A class-action lawsuit can proceed against the Attorney General of Canada and the governments of Nunavut and the NWT as a result of a teacher who sexually abused students, a Nunavut judge has ruled.
Justice Paul Bychok found that the governments of the NWT and Nunavut owed the plaintiffs, numbering at least 50, a fiduciary duty of care, despite the governments’ objection.
Bychok’s June 15 decision allows for former students of Maurice Cloughley to join a civil suit seeking damages for sexual offences committed between 1967 and 1981 in several Nunavut (then NWT) communities.
Cloughley pleaded guilty to nine sexual offence during a mid-trial plea bargain in 1996. He originally faced 22 counts. He was sentenced to 10 years in prison.
Thirty-seven of Cloughley’s former students have been attempting to launch a civil suit since September 2008. Three of them chose to move forward with a class-action lawsuit in December 2016 on behalf of all victims or their estates.
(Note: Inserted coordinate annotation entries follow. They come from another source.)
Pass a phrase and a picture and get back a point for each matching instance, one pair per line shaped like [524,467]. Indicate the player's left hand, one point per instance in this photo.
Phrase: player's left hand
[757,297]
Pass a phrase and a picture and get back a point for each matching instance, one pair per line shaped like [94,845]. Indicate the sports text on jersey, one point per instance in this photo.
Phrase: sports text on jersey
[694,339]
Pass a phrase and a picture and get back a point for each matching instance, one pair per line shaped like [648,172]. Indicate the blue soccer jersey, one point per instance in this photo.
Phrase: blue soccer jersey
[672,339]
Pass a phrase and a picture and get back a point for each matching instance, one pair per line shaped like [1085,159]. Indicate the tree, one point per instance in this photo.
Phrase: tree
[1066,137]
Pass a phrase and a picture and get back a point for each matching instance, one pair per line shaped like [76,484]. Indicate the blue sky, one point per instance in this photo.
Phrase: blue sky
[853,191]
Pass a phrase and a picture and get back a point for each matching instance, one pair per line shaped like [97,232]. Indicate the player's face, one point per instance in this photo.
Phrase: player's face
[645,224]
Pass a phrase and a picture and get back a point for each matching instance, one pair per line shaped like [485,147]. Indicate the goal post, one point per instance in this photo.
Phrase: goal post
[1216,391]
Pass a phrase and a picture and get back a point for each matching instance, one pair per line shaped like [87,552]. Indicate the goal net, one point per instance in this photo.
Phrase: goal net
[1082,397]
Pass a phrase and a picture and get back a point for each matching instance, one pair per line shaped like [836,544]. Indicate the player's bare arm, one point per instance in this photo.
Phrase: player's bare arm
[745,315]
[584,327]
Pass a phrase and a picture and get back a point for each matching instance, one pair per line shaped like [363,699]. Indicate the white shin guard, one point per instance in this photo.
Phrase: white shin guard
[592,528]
Bychok stated that “class actions may facilitate access to justice for plaintiffs who otherwise might not be able to afford to prosecute their claim… (it) will enhance the ability of some members of the class — who live in remote communities where there are no resident lawyers — to pursue their claim. Given the ongoing vulnerability of our youth in our remote communities, class action litigation may have a beneficial educational impact (behaviour modification). Class action litigation will certainly permit the court, as well as members of the class, to allocate resources more efficiently than several independent actions.”
Although Nunavut has not passed class action legislation, Bychok ruled that this case meets all the requisite criteria.
In regards to the government’s fiduciary duty of care for the plaintiffs, the judge noted that “Cloughley arrived here very shortly after the Inuit were forced off the land by the authorities and made to live in artificial and newly created remote settlements. It is a fact that the authorities undertook to and did establish and maintain localized health care, housing, schools and law and order in these newly created settlements.
“Henceforth, government exercised colonial power over the Inuit and enforced it, in part, by armed authority… the authorities placed Mr. Cloughley in a position of real authority and power over his young Inuit charges. These Inuit children were extremely vulnerable by the very essence and structure of this student-teacher relationship. Mr. Cloughley abused his authority and power over these children,” Bychok wrote in his decision.
Finally, Bychok also insisted that this class-action lawsuit be posted as a notice at homeless shelters for men and women in Montreal, Ottawa, Winnipeg and Edmonton to increase the chances that other victims are made aware and can participate.
“There are many reasons why people find themselves homeless; including mental health issues and ongoing trauma from childhood sexual abuse,” Bychok stated.